5. Resume a Run — Stable _id + run_id

Resumption lets you continue a partially-completed graph without redoing finished nodes. This is useful for flaky I/O or long pipelines.

  • Assign deterministic IDs to nodes with _id="..." in your tools.
  • Reuse the same run_id when invoking the runner again.
  • Indefinite waits (e.g., human input) are supported via dedicated wait tools and are covered in the Channels & Wait Models tutorial—this section uses a non‑channel example.
from aethergraph import graphify, tool
from aethergraph.core.runtime.graph_runner import run_async
import random

@tool(outputs=["ok"])  
def prepare() -> dict:
    # Pretend to set up workspace/artifacts
    return {"ok": True}

@tool(outputs=["value"])  
def flaky_compute(x: int) -> dict:
    # Simulate a transient failure half the time
    if random.random() < 0.5:
        raise RuntimeError("transient error — try resuming")
    return {"value": x * 2}

@tool(outputs=["ok"])  
def finalize(v: int) -> dict:
    # Commit final result (e.g., write an artifact)
    return {"ok": True}

@graphify(name="resumable_pipeline", inputs=["x"], outputs=["y"]) 
def resumable_pipeline(x: int):
    s1 = prepare(_id="prepare_1")
    s2 = flaky_compute(x=x, _after=s1, _id="flaky_2")  # may fail on first run
    s3 = finalize(v=s2.value, _after=s2, _id="finalize_3")
    return {"y": s2.value}

# First run may fail while computing 'flaky_2'...
# await run_async(resumable_pipeline(), inputs={"x": 21}, run_id="run-abc")

# Re-run with the SAME run_id to resume from the failed node (prepare_1 is skipped):
# await run_async(resumable_pipeline(), inputs={"x": 21}, run_id="run-abc")

Keep _ids stable to allow the engine to match nodes. If a node fails or is interrupted, resuming with the same run_id will continue from the last successful checkpoint.

Use json-serializable output in @tool so that Aethergraph can reload previous outputs; otherwise resumption may fail.

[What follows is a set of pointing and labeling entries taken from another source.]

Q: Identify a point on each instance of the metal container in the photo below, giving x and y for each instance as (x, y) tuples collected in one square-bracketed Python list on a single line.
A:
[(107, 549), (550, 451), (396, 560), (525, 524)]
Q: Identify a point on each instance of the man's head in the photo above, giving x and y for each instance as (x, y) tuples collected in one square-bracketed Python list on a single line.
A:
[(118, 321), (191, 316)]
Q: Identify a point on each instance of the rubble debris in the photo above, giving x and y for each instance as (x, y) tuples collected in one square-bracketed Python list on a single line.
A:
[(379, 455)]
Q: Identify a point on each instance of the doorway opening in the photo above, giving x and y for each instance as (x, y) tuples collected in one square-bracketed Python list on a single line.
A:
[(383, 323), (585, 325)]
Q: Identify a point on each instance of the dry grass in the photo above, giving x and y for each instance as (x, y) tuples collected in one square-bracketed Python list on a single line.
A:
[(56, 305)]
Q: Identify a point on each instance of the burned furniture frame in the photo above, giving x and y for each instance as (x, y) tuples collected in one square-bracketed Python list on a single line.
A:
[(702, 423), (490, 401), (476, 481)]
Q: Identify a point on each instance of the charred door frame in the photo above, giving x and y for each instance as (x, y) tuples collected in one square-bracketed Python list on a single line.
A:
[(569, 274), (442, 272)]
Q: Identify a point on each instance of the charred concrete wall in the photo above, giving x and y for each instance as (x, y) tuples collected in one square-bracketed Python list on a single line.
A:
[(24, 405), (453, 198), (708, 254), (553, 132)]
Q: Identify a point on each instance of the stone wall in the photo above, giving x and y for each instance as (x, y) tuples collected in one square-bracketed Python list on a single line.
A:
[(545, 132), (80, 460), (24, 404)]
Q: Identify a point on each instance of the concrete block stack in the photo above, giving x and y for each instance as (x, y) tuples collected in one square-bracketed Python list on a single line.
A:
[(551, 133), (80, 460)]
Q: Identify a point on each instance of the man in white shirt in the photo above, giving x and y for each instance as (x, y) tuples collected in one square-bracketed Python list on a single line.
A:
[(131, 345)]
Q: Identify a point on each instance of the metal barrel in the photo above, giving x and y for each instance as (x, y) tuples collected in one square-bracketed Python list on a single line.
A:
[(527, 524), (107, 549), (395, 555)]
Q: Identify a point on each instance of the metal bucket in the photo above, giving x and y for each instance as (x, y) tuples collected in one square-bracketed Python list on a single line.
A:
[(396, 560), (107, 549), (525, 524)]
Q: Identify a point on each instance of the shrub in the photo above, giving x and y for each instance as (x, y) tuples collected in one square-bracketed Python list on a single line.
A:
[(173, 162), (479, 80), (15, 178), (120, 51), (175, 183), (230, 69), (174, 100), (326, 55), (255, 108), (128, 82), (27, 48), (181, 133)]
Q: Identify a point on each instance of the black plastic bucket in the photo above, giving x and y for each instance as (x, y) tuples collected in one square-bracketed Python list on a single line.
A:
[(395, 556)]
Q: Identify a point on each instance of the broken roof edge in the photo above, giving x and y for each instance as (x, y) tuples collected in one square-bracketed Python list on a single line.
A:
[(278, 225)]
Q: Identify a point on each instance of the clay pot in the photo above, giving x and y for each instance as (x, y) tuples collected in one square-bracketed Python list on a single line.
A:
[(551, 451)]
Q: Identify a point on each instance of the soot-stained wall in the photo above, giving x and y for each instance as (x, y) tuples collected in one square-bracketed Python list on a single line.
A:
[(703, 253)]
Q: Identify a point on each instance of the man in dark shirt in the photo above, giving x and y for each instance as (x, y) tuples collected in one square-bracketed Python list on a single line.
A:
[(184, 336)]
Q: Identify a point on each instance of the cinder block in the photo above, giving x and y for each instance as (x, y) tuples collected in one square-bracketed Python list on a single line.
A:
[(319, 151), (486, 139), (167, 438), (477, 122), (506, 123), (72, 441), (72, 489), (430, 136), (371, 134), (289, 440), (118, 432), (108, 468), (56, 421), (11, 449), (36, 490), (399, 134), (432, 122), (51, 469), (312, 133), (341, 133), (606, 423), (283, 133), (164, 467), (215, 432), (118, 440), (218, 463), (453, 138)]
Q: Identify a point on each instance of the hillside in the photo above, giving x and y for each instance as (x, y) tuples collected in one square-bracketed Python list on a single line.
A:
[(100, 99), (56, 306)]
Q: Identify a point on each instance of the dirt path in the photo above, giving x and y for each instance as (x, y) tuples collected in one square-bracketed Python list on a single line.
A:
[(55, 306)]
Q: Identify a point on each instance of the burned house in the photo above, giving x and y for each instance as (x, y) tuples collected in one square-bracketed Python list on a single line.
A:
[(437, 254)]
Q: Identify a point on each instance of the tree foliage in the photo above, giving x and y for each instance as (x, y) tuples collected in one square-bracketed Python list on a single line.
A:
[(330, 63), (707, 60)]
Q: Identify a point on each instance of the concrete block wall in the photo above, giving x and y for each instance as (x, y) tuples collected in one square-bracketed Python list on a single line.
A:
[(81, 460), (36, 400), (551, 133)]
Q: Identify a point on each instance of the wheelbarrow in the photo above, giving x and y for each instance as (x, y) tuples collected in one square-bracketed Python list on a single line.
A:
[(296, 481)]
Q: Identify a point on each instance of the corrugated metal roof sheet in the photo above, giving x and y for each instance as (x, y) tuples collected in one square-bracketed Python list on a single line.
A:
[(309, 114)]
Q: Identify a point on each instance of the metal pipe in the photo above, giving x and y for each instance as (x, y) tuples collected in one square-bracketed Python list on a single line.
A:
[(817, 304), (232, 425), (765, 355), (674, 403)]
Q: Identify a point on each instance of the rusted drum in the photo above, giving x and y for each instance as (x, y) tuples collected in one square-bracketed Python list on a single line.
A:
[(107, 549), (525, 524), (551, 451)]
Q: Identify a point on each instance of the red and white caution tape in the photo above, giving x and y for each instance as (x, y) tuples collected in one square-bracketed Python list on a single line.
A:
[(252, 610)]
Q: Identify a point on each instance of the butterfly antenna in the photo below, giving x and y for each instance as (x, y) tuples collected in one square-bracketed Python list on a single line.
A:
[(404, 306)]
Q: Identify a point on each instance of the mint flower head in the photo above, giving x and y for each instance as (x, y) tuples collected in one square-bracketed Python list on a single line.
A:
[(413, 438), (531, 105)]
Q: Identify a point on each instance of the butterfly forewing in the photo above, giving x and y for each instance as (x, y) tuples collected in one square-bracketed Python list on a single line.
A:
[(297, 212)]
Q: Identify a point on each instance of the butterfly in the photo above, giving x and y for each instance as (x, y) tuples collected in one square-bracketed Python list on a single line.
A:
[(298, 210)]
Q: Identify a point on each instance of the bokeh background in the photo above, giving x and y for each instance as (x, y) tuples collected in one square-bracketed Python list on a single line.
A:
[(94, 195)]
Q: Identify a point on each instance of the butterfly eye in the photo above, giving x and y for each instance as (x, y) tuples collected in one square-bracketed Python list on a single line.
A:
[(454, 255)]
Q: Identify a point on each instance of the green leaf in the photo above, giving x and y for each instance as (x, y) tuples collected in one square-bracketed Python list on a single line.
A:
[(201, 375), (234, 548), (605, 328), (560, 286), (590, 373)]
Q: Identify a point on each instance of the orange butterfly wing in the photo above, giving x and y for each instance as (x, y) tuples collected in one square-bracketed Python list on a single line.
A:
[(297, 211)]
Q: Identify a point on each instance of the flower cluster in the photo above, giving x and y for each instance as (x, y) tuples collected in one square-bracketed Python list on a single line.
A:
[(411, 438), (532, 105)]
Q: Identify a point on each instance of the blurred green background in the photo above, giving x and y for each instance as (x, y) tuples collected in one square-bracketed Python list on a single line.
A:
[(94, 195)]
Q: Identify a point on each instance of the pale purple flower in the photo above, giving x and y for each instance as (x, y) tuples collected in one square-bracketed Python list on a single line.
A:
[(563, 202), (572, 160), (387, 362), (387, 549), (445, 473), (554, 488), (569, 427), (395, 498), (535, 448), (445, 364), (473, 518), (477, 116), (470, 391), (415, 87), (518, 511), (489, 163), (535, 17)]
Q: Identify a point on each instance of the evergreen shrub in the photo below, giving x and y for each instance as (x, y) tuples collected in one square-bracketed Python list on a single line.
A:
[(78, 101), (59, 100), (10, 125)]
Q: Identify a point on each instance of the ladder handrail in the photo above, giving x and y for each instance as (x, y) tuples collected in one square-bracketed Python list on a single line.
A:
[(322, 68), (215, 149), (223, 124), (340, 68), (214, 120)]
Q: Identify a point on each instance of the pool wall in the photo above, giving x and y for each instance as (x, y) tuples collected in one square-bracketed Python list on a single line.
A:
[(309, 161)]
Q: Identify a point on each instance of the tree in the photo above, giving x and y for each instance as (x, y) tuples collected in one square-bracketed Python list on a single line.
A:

6. Inspect Before/After Running

Once you have a TaskGraph (e.g., G = tiny_pipeline()), you can:

print(G.pretty())           # readable node table
print(G.ascii_overview())   # compact topology
print(G.topological_order())

# Graph metadata
sig  = tiny_pipeline.io()   # declared inputs/outputs
spec = tiny_pipeline.spec() # full GraphSpec (nodes, edges, metadata)

# Export (if enabled)
dot = G.to_dot()            # Graphviz DOT text
# G.visualize()             # render to image if your env supports it

7. Practical Tips

  • Keep nodes small and typed: expose clear outputs (e.g., outputs=["clean"]).
  • Use JSON‑serializable returns; store big/binary as artifacts.
  • Prefer _after for control edges instead of fake data plumb‑through.
  • No nested static graphs (don’t call one @graphify from another). Use tools or run graphs separately.
  • Async tools + max_concurrency unlock parallel speedups.

8. Summary

  • @graphify materializes a static DAG from @tool calls.
  • Build with the function call; run with the runner (sync or async).
  • For resumption, use stable _id per node and replay with the same run_id.
  • Inspect graphs via pretty(), ascii_overview(), .io(), .spec(), and to_dot().

Use @graphify for pipelines and reproducible experiments; stick with @graph_fn for interactive, context‑heavy agents.